I’m an applied math grad student and I wanted to check my conceptual understanding of what I thought was a basic mechanics problem. You have two blocks connected by a weightless, frictionless string passing through a tiny hole in a table. On the table, one block (mass m) rotates without friction about the hole, while the other (mass M) dangles below the hole. The dangling block is at rest.

The original question was: How much work does it take to move the dangling block down a distance d (presumably to a new static equilibrium)? However, if my current understanding is correct, it would be impossible for it to reach a new equilibrium on its own, because the original equilibrium is unstable. As soon as you nudge the dangling block, it should accelerate over time. So the least you could do would be to hold up the block to maintain the equilibrium, but of course this would involve doing negative work to slow it down (the textbook's solution gives a positive answer, which is where the difficulty first started for me).

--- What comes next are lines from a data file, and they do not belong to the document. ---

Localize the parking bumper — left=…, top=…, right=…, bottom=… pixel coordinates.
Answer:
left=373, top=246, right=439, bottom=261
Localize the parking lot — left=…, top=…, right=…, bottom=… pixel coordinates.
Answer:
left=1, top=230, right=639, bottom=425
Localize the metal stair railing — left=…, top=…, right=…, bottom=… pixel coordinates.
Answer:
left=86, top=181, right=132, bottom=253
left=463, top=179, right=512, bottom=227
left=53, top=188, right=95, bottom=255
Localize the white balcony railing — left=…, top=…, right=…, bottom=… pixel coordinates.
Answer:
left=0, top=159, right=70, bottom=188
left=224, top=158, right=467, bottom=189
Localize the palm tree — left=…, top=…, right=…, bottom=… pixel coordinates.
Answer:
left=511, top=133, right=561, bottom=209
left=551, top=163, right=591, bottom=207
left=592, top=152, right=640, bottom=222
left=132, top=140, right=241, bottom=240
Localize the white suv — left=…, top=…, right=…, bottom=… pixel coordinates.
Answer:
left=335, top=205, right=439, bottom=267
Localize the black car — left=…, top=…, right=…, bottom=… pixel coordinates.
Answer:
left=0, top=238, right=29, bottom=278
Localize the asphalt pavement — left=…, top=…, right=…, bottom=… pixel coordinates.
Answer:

Does this seem correct? I’m happy to share my reasoning, but I’m curious to have someone else take a crack at it.

2. Sep 19, 2015

Staff: Mentor

If you release the block again it will move to a different position (not the original one and not the one where you released it).
The original equilibrium should be stable.

3. Sep 19, 2015

andrewkirk

According to my calc, because of conservation of angular momentum, the centrifugal force will be proportional to $r^{-3}$. That enables us to do work in the following ways:

1. Pull the dangling block down. Resistance will be encountered and as soon as we stop pulling, it will start moving back up, because the upwards force is more than the block's weight. But we can measure the work done while we were pulling down. It's easiest to imagine this if we pull very slowly, so we can ignore any downwards momentum and associated kinetic energy of the dangling block when we stop pulling.

2. Push the dangling block up. Again we do this very slowly so we can ignore the dangling block's momentum and KE. As soon as we stop pushing, the block will start to move back down, as the centrifugal force will be less than the block's weight. But again we can measure the work done while pushing the block up.

In both cases we will have done positive work.

4. Sep 19, 2015

andrewkirk

Do you think so? I would have though that it would return towards the equilibrium position, overshoot because of its momentum and then enter a (probably non-simple) harmonic motion about that position. But I haven't done any calcs.

5. Sep 19, 2015

Staff: Mentor

Hmm right, "position" is not the right word. It will enter a different orbit.